I was 19 when I first went down to Bordeaux and got work in a winery. This year I’ll be 69. So to celebrate the 50th year? Err … fly back down there again. Love the place so devotedly, I do.
A first, post-malo, look at the ’13 vintage and happy to find something surprisingly good shaping up in the cellars. Intensive nursing care was what got us here! The vintage was born with many problems but with much love, devotion and great skill, the child – small though it is – looks promising. It just isn’t going to be a big boy, but we’ll love it to bits; Confreres will be happy with what they’ll get when its ready. Reminds me of the sort of wines we made back in the 80’s and 90’s, before our wines – like professional rugby players – seemed to swell in size.

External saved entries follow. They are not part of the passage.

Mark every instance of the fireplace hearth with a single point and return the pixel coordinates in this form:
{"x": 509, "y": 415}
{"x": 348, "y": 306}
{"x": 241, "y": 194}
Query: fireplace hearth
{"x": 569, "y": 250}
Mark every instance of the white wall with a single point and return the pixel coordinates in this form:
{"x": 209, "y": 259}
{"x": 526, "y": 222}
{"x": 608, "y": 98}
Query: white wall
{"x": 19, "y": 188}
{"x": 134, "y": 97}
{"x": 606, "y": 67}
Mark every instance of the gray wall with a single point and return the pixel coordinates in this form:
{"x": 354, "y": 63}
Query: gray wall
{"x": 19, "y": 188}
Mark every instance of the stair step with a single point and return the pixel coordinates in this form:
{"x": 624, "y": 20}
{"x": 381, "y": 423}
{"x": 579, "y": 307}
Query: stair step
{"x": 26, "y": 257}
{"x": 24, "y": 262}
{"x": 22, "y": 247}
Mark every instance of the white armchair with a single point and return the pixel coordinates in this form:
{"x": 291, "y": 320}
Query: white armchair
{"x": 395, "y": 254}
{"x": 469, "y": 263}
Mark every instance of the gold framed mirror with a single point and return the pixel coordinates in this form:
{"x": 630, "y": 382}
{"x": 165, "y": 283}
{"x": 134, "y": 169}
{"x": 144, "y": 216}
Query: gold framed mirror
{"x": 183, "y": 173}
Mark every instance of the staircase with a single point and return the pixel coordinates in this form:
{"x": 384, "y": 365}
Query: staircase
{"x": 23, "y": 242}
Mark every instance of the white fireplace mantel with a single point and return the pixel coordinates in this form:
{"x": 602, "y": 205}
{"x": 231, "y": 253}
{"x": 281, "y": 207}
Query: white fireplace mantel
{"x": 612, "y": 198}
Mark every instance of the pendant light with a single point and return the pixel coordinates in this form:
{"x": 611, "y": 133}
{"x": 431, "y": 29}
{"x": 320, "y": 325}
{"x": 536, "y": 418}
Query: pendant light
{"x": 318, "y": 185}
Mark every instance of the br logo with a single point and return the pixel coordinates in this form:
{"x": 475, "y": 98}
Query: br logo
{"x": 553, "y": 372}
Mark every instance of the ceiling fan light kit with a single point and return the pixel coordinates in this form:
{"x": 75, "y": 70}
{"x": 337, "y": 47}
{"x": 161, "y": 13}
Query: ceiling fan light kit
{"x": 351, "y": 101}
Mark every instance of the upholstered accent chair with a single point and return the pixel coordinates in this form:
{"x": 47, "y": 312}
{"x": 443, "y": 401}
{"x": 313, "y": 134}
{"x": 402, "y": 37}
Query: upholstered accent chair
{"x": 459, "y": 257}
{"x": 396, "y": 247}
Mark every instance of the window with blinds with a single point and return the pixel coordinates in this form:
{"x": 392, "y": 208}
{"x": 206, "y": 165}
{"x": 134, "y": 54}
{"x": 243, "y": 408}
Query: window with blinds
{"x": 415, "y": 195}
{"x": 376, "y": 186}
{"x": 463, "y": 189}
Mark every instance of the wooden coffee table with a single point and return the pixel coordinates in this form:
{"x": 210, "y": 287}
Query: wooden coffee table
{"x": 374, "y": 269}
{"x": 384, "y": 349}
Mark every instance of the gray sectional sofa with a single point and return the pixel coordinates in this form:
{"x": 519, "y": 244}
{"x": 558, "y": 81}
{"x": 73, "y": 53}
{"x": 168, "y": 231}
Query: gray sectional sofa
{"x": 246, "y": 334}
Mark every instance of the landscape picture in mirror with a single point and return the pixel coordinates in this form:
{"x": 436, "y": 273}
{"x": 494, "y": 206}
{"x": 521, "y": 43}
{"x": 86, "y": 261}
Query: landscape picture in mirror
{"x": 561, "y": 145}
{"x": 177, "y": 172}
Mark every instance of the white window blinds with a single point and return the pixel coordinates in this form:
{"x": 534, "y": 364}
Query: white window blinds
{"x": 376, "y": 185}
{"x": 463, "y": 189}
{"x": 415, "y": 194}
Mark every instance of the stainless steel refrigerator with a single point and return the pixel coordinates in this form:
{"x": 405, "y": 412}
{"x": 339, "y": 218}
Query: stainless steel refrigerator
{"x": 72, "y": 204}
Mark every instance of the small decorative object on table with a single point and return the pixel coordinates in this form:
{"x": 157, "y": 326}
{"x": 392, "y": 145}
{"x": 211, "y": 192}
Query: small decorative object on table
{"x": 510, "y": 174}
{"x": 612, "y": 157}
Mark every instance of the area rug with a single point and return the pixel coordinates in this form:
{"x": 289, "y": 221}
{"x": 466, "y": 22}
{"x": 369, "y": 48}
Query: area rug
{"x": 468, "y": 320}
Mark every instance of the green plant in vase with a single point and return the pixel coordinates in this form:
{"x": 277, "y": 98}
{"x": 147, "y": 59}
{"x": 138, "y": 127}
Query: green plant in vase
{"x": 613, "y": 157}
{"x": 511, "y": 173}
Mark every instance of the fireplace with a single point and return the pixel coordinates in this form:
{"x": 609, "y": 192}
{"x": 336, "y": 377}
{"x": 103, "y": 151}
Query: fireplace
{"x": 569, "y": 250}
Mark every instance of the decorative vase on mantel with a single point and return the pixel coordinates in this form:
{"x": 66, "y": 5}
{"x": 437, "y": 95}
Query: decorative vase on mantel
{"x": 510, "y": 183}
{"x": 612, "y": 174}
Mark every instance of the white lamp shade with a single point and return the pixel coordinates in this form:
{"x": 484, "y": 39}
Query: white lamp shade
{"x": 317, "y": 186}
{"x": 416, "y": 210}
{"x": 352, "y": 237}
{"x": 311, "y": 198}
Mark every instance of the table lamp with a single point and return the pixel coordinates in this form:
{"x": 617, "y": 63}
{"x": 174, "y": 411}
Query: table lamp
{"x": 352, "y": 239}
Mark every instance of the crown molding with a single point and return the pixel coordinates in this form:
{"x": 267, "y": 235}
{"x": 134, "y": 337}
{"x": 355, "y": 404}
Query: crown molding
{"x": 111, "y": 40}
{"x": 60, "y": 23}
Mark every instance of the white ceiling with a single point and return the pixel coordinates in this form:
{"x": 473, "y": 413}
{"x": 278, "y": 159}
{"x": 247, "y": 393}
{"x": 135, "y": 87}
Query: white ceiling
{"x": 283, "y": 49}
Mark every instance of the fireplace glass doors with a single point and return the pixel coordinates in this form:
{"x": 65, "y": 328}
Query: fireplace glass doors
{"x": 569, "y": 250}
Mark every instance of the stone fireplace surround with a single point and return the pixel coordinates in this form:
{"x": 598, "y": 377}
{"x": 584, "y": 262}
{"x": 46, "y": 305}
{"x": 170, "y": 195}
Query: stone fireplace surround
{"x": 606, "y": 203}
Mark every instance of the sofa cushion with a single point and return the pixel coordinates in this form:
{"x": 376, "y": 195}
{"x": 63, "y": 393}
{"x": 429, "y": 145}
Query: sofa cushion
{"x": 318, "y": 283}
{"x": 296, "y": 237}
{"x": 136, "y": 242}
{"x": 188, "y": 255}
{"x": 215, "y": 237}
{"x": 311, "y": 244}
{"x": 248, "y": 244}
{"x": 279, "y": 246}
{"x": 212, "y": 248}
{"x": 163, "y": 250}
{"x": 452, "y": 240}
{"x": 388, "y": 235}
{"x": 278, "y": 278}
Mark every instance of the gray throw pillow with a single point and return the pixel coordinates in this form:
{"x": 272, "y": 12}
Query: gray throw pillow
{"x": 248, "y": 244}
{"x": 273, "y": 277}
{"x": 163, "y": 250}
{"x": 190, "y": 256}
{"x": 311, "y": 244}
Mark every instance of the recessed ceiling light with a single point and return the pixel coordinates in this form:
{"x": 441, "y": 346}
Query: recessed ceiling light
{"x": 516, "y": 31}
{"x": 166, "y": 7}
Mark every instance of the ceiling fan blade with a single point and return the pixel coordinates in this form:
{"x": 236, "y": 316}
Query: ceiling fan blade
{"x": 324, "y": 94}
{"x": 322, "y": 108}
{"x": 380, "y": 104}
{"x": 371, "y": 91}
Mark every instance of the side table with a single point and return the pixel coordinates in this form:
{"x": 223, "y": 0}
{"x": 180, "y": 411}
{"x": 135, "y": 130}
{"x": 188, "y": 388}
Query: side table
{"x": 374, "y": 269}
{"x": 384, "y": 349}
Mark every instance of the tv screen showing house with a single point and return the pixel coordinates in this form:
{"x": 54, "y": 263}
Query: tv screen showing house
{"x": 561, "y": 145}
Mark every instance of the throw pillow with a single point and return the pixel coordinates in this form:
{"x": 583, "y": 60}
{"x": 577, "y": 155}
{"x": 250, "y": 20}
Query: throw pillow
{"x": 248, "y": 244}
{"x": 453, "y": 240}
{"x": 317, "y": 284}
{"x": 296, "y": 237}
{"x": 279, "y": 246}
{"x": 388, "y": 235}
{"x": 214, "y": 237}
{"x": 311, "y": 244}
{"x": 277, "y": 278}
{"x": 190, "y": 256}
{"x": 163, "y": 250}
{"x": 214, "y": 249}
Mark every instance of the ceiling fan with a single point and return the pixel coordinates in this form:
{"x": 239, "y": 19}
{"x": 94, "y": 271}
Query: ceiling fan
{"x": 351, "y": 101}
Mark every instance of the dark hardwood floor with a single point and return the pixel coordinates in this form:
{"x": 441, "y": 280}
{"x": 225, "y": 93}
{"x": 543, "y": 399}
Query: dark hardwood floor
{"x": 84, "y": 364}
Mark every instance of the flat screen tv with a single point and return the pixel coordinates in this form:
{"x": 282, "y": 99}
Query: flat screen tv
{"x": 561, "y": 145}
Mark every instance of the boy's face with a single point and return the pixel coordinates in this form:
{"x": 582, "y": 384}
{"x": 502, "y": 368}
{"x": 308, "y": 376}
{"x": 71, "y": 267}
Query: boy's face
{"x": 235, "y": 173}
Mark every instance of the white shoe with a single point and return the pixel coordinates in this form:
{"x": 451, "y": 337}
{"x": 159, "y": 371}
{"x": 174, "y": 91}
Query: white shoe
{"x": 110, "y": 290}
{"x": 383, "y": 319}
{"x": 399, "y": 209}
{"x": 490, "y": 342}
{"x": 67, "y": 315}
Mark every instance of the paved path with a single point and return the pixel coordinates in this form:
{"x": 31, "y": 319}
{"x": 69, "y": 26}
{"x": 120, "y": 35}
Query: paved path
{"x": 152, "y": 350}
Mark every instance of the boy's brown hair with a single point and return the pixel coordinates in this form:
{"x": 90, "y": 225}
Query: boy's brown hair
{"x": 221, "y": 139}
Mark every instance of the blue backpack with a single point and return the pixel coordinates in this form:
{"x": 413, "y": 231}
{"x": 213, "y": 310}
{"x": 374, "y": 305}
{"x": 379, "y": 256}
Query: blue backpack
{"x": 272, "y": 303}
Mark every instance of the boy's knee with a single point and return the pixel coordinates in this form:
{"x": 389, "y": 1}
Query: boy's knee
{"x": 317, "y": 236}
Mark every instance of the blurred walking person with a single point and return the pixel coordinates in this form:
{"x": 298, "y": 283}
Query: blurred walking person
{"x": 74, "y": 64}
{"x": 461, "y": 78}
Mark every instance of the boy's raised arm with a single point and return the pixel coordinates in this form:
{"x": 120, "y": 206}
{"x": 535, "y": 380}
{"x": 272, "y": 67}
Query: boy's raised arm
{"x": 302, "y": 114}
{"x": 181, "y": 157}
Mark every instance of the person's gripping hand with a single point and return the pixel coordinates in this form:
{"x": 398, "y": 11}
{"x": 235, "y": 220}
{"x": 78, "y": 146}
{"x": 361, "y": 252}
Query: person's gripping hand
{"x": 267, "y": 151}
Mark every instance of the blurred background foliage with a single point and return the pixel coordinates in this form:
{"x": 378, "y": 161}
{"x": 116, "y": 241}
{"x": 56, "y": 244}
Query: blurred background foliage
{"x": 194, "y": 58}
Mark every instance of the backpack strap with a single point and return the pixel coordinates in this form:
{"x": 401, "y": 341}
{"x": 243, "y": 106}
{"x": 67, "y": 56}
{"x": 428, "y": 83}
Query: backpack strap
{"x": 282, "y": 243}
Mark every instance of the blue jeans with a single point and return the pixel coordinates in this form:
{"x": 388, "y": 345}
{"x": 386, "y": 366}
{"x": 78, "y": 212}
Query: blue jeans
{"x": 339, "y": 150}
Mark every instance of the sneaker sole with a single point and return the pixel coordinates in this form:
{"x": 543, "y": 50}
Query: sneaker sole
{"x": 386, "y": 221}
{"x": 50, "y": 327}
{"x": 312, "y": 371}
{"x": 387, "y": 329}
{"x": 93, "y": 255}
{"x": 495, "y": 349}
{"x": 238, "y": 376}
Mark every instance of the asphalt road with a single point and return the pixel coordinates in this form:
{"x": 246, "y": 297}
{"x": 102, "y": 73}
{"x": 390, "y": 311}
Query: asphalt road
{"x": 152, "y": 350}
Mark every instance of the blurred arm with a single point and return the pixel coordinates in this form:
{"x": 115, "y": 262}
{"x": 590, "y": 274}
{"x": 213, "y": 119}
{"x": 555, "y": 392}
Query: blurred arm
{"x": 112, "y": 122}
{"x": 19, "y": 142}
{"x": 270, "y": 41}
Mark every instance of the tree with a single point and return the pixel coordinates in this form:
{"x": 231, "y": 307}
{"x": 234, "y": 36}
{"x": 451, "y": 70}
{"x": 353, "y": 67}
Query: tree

Well done Aurélie and team. Next week the wine goes into barrels.
The 2012 coming out of barrels is excellent. At Le Chai all the whites are startlingly fresh and aromatic. Cool vintages do that. As we taste and talk in the dark barrel halls, outside in the blazing sunshine on the Quayside we see the Dordogne fishermen have set up a table for lunch. Four hours later they are still there. Not a lot of fishing done. Quelle vie!
We have invited Christian Moueix, his bubbly American wife Cherise, son Edouard (who now runs the business) and his gorgeous American wife Kelley to dine with us at Le Comptoir de St Genès. No-one knows more about the Bordeaux Right Bank than the man who built the fame of Pétrus (and other brilliant properties nearby) whom I first met almost 50 years ago. Very generous with his wisdom, he is.
They’re just off to California where their wine Dominus just got awarded 100 points by Robert Parker. “I did not like this vintage” says Christian, “far too strong! But now with 100 points it’s all gone crazy!” He shrugs. Like most French wine people, Christian does not like strong wines that put people to sleep. I remember him telling me about the problems giving after-wine-dinner speeches in New York when all the old guys are face down on the tables.
Anyway we did our best to impress him with our Castillon wines. (Presbytère ’09 and ’10). Understands we and others are trying to raise our region from ‘unknown’ to ‘great fame’ in the same way he and his father, after the War, raised the then little-known Pomerol to its current dominant status.
Great evening; too much wine; forgot to pay the bill and lost my iPad. Silly old fool.
Dinner next night was in central Bordeaux with two more major wine négociants. Word is that they’re all finding it harder to sell since the Chinese rather lost interest and went to Burgundy instead. Maybe this is good news for us. Softer prices?
These days Bordeaux is a superb little city at night. So many places to eat well. And drink superbly… in streets you’d never dare go down after dark in the old days. Stayed at the famous (in the wine trade) Hôtel de Séze where all my hopes of a getting a proper job with a top UK wine shipper were finally dashed half a century ago when the old sod was too hungover to bother getting out of bed to interview me. Guess he did me a favour, really.
Back home Saturday Barbara drags me to Wyfold to work off the flab. Still so incredibly manual, are vineyards. Sunday’s then super sunny, so she whips me up there again with Martin and Arnold; her trainee vignerons. Martin our designer and Arnold who does the shipping have adopted a row of Wyfold and lavish it with care. Little problem with the new powered secateurs is Martin’s tendency to cut the wires rather than the vineshoots. Must be his old SAS saboteur training?
Arnold says even shipping wine from Moldova is easier than pruning Double Guyot. Anyway, Barbara’s Christmas present from me – what every girl needs; a nice shed – goes down well. Hot coffee taken in the sunshine to the sound of the whistling kites above and snoring dogs below. Good moment.